[Date Prev][Date Next][Thread Prev][Thread Next][Date Index][Thread Index]

Re: [ddlm-group] Multi block principles

To: "Herbert J. Bernstein" <[email protected]>
Subject: Re: [ddlm-group] Multi block principles
From: James H <[email protected]>
Date: Tue, 23 Nov 2021 18:26:46 +1100
Cc: Group finalising DDLm and associated dictionaries <[email protected]>
In-Reply-To: <CABcsX24aHapqVdcAViQvyTHn61ZDpHyowsDmORmA0v1kM6=Xaw@mail.gmail.com>
References: <CAM+dB2fajH1c1vhrCJU9v-QQw0kt4Y2udDEx4HBK9QzDq=LD3w@mail.gmail.com><CH2PR04MB6950E54AF550C819FF598F35E0999@CH2PR04MB6950.namprd04.prod.outlook.com><CAM+dB2frS4Xg7fhxy5GQcw5t0WJ+pvia-HvqwLAzC-ySZoU+QQ@mail.gmail.com><CH2PR04MB695069448B0B396DE843ECEAE09C9@CH2PR04MB6950.namprd04.prod.outlook.com><CAM+dB2e-hSg5m4C7+MUbEWhK1ni2GOWWEWoGJCwS5_Xkq6uzuA@mail.gmail.com><CH2PR04MB6950FD4238F32E64416CAC4EE09F9@CH2PR04MB6950.namprd04.prod.outlook.com><CABcsX24aHapqVdcAViQvyTHn61ZDpHyowsDmORmA0v1kM6=Xaw@mail.gmail.com>

Dear Herbert,

Thank you for the reminder. As far as I can tell both John B and I are assiduously speaking in relational terms. If you do detect anything that does not map cleanly to the relational model, let us know.

all the best,

James.

On Tue, 23 Nov 2021 at 07:22, Herbert J. Bernstein <[email protected]> wrote:

Dear Colleagues,
There is a lot of value in what is being proposed, just as there was a lot of value in network databases,
object-oriented databases, and no-sql databases, etc., but the truth of the matter is: if you cannot cleanly
and clearly map what you are doing to and from relational databases, you are going to have a lot
of trouble with practical application of your approach. It is very sad that John Westbrook is no longer
with us. If he were I am sure he would have a clear view on how to say this so it might be understood,
but let me suggest one way to do this that just uses the tools we already have:

Until and unless we have a clean presentation of the proposed new core CIF with the proposed
multiblock schema in DDL2 we still have work to do. DDL2 provides a very good approximation
to a true relational presentation. Yes, it lacks the distinction between sets and loops, but if we need
the distinction to present any real data, we are in trouble.

Regards,
Herbert

Regards,
Herbert

On Mon, Nov 22, 2021 at 2:34 PM Bollinger, John C <[email protected]> wrote:

Dear DDLm Group and James,

Comments inline below.

On Sunday, November 21, 2021 10:57 PM, James H [email protected] wrote:

The main difference in opinion I see here is regarding the possibility of arbitrary separation of data block contents. As per John's example, I am indeed proposing that *any* Set category *should* be spread across multiple blocks whenever the necessity arises to provide multiple values for its data names.

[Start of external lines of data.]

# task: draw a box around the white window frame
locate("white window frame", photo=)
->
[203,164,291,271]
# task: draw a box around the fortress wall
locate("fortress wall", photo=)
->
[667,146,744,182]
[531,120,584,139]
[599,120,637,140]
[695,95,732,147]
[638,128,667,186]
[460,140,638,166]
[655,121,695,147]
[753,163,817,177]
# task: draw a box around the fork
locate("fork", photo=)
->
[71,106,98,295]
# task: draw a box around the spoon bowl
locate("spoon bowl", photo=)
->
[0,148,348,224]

John points out that this would lose the information that these items of information are linked, and so such splitting should not take place unless that original link can be reconstituted.

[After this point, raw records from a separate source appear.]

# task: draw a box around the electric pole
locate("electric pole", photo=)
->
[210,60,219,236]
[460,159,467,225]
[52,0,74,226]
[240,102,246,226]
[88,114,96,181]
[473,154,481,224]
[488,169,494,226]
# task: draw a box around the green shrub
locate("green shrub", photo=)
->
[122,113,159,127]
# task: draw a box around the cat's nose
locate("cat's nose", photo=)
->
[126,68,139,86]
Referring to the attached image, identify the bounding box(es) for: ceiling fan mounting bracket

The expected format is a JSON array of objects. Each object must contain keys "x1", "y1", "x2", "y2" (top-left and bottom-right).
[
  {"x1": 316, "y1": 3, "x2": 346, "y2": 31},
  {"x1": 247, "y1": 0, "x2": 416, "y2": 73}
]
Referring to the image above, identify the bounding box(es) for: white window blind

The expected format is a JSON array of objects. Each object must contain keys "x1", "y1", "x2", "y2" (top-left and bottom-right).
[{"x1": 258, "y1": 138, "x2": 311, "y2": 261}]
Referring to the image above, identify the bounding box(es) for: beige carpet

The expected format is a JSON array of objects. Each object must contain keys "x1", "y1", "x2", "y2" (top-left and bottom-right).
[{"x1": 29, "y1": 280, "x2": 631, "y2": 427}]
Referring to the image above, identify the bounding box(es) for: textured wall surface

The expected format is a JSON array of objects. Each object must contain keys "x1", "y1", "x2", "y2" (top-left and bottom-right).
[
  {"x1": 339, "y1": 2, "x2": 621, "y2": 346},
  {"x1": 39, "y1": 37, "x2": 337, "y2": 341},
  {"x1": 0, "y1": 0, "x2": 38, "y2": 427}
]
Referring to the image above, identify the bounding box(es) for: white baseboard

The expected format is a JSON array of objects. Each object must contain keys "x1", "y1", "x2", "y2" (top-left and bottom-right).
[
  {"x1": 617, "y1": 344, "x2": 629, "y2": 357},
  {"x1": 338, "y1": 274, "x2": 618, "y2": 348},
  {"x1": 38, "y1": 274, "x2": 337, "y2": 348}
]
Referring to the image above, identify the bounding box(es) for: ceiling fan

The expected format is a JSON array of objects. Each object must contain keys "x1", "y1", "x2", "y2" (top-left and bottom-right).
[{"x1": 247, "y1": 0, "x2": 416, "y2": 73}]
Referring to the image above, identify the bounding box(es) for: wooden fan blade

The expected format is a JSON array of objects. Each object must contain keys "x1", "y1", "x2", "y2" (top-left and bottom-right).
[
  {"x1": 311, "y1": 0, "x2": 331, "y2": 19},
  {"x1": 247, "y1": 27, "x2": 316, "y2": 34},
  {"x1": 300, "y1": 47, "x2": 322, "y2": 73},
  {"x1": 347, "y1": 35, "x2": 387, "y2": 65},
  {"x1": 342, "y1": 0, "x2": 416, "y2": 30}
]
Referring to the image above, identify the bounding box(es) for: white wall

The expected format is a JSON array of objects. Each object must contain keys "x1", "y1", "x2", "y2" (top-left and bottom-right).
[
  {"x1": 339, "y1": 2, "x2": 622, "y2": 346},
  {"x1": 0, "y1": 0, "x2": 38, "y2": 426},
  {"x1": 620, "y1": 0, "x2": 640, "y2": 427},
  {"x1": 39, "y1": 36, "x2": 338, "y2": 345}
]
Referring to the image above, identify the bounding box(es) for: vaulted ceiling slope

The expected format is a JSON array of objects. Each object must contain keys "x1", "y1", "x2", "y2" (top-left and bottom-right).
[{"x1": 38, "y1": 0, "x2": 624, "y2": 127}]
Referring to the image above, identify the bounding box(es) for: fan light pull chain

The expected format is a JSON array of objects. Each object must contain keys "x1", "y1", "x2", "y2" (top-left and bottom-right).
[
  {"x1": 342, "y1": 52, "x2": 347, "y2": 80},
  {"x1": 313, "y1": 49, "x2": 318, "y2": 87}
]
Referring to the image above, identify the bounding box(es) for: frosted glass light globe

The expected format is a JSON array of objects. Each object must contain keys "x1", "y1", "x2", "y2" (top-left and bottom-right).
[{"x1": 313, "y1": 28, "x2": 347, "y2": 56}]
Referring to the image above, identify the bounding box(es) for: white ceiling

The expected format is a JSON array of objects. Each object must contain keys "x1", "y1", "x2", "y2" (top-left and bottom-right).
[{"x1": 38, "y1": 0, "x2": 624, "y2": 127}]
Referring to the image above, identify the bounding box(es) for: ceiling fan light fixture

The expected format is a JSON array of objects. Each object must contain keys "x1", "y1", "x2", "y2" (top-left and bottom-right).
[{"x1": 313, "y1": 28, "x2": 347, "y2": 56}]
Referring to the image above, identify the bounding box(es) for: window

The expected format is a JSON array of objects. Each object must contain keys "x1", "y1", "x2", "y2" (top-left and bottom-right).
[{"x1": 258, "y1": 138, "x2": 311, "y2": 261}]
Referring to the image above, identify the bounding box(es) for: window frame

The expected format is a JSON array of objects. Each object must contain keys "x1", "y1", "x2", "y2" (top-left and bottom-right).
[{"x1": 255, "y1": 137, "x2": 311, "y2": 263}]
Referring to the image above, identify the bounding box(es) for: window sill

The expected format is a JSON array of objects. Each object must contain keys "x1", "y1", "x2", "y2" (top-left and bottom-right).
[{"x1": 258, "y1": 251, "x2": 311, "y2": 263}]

My "solution" to this is to rely on the context to aggregate data blocks and files into something that the context asserts is a "dataset". The reason I have ended up at this position is as a result of our previous discussion (see https://www.iucr.org/__data/iucr/lists/ddlm-group/msg01626.html and following comments): there is no bulletproof way to insert the appropriate information into all data blocks in all situations. "Context" more verbosely means "the collection of data objects to which this data object belongs and which has been designated by the context as a coherent dataset". The "coherency" requirement means that there are no contradictions (relations with the same key data values but different values in the corresponding rows) after assembly of the data blocks into a single set of relations.

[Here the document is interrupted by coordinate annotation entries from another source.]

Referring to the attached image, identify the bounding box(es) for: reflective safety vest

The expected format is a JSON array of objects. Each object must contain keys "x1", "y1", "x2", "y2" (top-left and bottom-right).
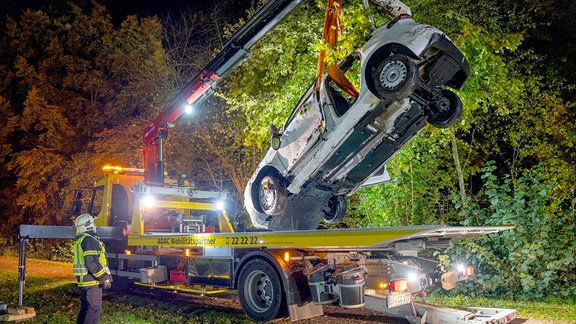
[{"x1": 72, "y1": 233, "x2": 110, "y2": 287}]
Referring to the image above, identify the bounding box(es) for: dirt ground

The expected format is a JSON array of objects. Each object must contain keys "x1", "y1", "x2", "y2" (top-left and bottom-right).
[
  {"x1": 0, "y1": 257, "x2": 553, "y2": 324},
  {"x1": 0, "y1": 257, "x2": 407, "y2": 324}
]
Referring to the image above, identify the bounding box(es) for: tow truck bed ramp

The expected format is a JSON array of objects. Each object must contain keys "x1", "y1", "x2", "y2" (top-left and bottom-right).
[
  {"x1": 364, "y1": 295, "x2": 518, "y2": 324},
  {"x1": 20, "y1": 225, "x2": 513, "y2": 251}
]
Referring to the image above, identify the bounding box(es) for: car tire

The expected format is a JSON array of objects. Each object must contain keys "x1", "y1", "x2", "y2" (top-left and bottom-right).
[
  {"x1": 255, "y1": 173, "x2": 288, "y2": 215},
  {"x1": 323, "y1": 196, "x2": 346, "y2": 224},
  {"x1": 428, "y1": 90, "x2": 462, "y2": 128},
  {"x1": 372, "y1": 54, "x2": 418, "y2": 100}
]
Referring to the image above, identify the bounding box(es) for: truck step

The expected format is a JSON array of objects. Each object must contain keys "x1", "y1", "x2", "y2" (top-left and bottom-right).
[{"x1": 0, "y1": 307, "x2": 36, "y2": 322}]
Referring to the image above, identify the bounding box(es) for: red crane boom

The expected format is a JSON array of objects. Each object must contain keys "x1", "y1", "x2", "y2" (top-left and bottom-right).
[{"x1": 142, "y1": 0, "x2": 302, "y2": 183}]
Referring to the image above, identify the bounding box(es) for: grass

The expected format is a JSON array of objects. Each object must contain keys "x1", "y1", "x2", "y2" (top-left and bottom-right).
[
  {"x1": 0, "y1": 270, "x2": 252, "y2": 324},
  {"x1": 0, "y1": 270, "x2": 576, "y2": 324},
  {"x1": 427, "y1": 293, "x2": 576, "y2": 323}
]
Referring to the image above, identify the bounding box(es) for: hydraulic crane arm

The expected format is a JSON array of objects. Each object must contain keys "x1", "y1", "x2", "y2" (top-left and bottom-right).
[{"x1": 142, "y1": 0, "x2": 302, "y2": 183}]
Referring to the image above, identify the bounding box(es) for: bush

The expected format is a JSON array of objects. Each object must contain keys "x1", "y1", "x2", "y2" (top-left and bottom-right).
[{"x1": 444, "y1": 164, "x2": 576, "y2": 299}]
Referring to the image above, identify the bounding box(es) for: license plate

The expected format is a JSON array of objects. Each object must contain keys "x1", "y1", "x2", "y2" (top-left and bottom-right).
[{"x1": 386, "y1": 293, "x2": 412, "y2": 308}]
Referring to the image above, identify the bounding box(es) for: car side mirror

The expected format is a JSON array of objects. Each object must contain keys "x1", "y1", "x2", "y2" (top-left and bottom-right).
[
  {"x1": 270, "y1": 134, "x2": 282, "y2": 150},
  {"x1": 270, "y1": 124, "x2": 282, "y2": 150}
]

I think it appropriate at this point to recapitulate one of Herbert’s comments from the previous discussion about multiblock data sets: “It is very important that the relational database schema be cleanly and clearly described independent of the syntax of the container languages we use, so that we can work with interoperable presentations in CIF, XML, json, etc.” That applies to the current proposal as much as it did to the prior one. Additionally, I think a central reason why a clean and clear description of the schema supports interoperable presentations in multiple languages is that it provides for the relationships between data to be clear and well defined *in CIF*. This is one of my main areas of concern with the new proposal.

Another area is how nebulous the role of the context seems to be in determining the contents and boundaries of a multi-block data set. I think I would be willing to accept an absence of specific contextual datablock aggregation mechanisms, but the proposal needs to be clear about that. Also, I think it needs to be clear about what are the responsibilities and constraints of contextual aggregation mechanisms. Presumably, such mechanisms must at least identify all the data blocks contributing to a given multiblock data set. Do they also have a role in defining (expanded) keys and relationships? Are they obligated to provide identifiers that enable all contributing data blocks actually to be retrieved? Are there other considerations they need to address?

Particular communities have specified the use of the "summary blocks" mentioned in the proposal: a separate data block where a list of all of the blocks and their roles may be collected. Powder diffraction, for example, uses a data block where "phase_id" is looped together with the block_id of the data block containing the phase information for that phase_id. Such summary blocks may not, in general, be guaranteed to include data blocks added after the summary blocks were generated (e.g. calibration data collected separately from the experiment) and does not cover historical uses of CIF where information about a single dataset has been split into a couple or more data blocks in a single file.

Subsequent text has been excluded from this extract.